For the Investor
By Marc Siegel, FASB Member

Where Corporate Reporting Meets the Markets

People often remark that investors aren’t using financial statements for decision making; some say they are at best confirmatory. Others declare that our rules are designed for a paper-based world while information is increasingly consumed digitally.

Perhaps there is a kernel of truth in these statements. Let me explain. Generally, investors seek information from many, many sources (otherwise known as the Mosaic Theory method of analysis).

Home Stretch for Revenue Recognition Changes

Calendar-year public companies will begin to apply new rules for revenue recognition in Q1 2018. Some companies adopted it already, such as Raytheon, Alphabet, and Microsoft. Be on the lookout for information in the 2017 Q3 10-Q as well as the Q4 2017 earnings release and 10-K documents for company guidance on the impact management might expect. The FASB also has a series of sector-specific Q&A webcasts for investors:

    •  Aerospace
    •  Airlines
    •  Defense
    •  Healthcare
    •  SaaS
    •  Software
I continue to believe that financial statements and the accompanying footnotes are a critical building block. For many investors, the financial statements provide a consistent starting point for analysis and financial models upon which their expectations are based. Furthermore, with the diversity of information available in the markets, as discussed below, the financial statements serve to level the playing field and create more consistency and comparability for investors.

However, in addition to financial information, users increasingly look to nonfinancial data. For example, they
  • Study participants in the supply chain of companies
  • Perform channel checks at retailers
  • Speak to outside experts about particular technologies
  • Look for information about governance or environmental impacts or risks.
While investors have always considered a mosaic of financial and nonfinancial information in coming to their decision to provide capital, the last thirty years has seen an explosion in the availability of different kinds of data.

Many believe that there is significant disclosure overload in the financial statements and accompanying regulatory filings. However, I also note that some information comes voluntarily from companies. A 2016 Wharton study shows an almost thirty-fold increase in the release of some voluntary disclosure (see diagram below). That implies to me that the cost of information has significantly decreased over time in contrast to the computing power of systems available to reporting organizations.

Not surprisingly, investors consider all of this information before making their decisions. To a certain extent, they are indifferent about the distribution channel from which the data comes. More and more of this information is, and will be in the future, consumed automatically.

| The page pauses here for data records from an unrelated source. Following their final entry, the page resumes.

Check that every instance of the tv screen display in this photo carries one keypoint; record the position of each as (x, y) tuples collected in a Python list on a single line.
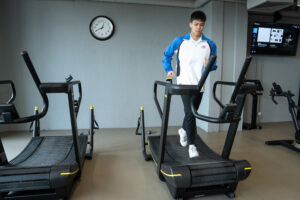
[(274, 38)]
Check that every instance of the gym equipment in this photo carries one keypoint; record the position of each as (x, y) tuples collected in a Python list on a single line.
[(48, 166), (298, 113), (254, 95), (209, 173), (291, 144)]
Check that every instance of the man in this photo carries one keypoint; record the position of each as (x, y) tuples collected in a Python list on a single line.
[(193, 51)]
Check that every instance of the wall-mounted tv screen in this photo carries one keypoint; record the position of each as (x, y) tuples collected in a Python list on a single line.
[(274, 38)]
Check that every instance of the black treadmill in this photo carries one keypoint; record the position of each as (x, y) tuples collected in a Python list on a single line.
[(48, 166), (209, 173)]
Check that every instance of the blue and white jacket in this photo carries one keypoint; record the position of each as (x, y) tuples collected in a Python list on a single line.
[(190, 58)]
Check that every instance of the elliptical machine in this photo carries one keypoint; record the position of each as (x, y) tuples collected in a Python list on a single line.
[(291, 144)]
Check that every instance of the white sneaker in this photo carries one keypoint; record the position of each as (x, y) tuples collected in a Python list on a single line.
[(193, 151), (183, 138)]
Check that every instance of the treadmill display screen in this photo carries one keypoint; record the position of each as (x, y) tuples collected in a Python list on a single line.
[(273, 38)]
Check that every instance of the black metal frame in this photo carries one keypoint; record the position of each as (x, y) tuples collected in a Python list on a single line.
[(171, 89), (93, 125), (298, 113), (141, 127), (13, 93), (230, 114), (277, 91), (253, 124), (74, 105)]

The next step is critical. Best practice, whether performed by a human analyst or an electronic one, is to scour this information for trends and inconsistencies, or surprises. Ten years ago, I used to do this manually, or perhaps using a tool to compare information gleaned from different sources. Some examples:
  • Consider a company that promotes how “green” they are in their corporate sustainability report, while the 10-K includes several pages devoted to a number of environmental remediation contingencies.
  • An analyst once showed how a Hong Kong-listed company said one thing in their English financial reports, but used quite different descriptions in their Mandarin-language filing.
  • A reporting organization will define a metric such as an allowance coverage ratio one way in a press release, but in a slightly different way in the 10-Q.
For companies, the process users go through to analyze the disparate sources of data could be seen as a risk that information conveyed in one communication channel contradicts that in another. Sometimes, the regulatory filings are prepared by the financial reporting team, the press releases and investor roadshows information is prepared by investor relations, the sustainability information by another team, and so on. Processes naturally developed that way, but it’s probably time to re-examine that process to ensure that there aren’t glaring inconsistencies in communication messages.

This is also an opportunity for preparers. When companies focus in on improving the readability of their information, streamlining immaterial information and ensuring consistency, investors take notice and think of them as more “transparent.”

For example, over the course of several years, GE revamped their 10-K in many ways, to make it more accessible. They tracked the number of downloads of their 10-K and found significantly increased numbers.

Many other companies are voluntarily making improvements to the effectiveness of their disclosures in the 10-Ks broadly, including the financial statements. An October 2016 study from Financial Executives Research Foundation (FERF) and Ernst & Young (EY) gives examples.

The evolution of information availability has broad implications for users and preparers. Irrespective of the channel from which the data is distributed, the quality and consistency of “corporate reporting,” considered broadly, and where it intersects the capital markets can make the difference in how a company is viewed by those markets. Of course, as I’ve described in prior columns (Footnotes vs Face of Financials, The Use of Non-GAAP Metrics), accounting and financial reporting are still critical tiles in the mosaic of the investment decision.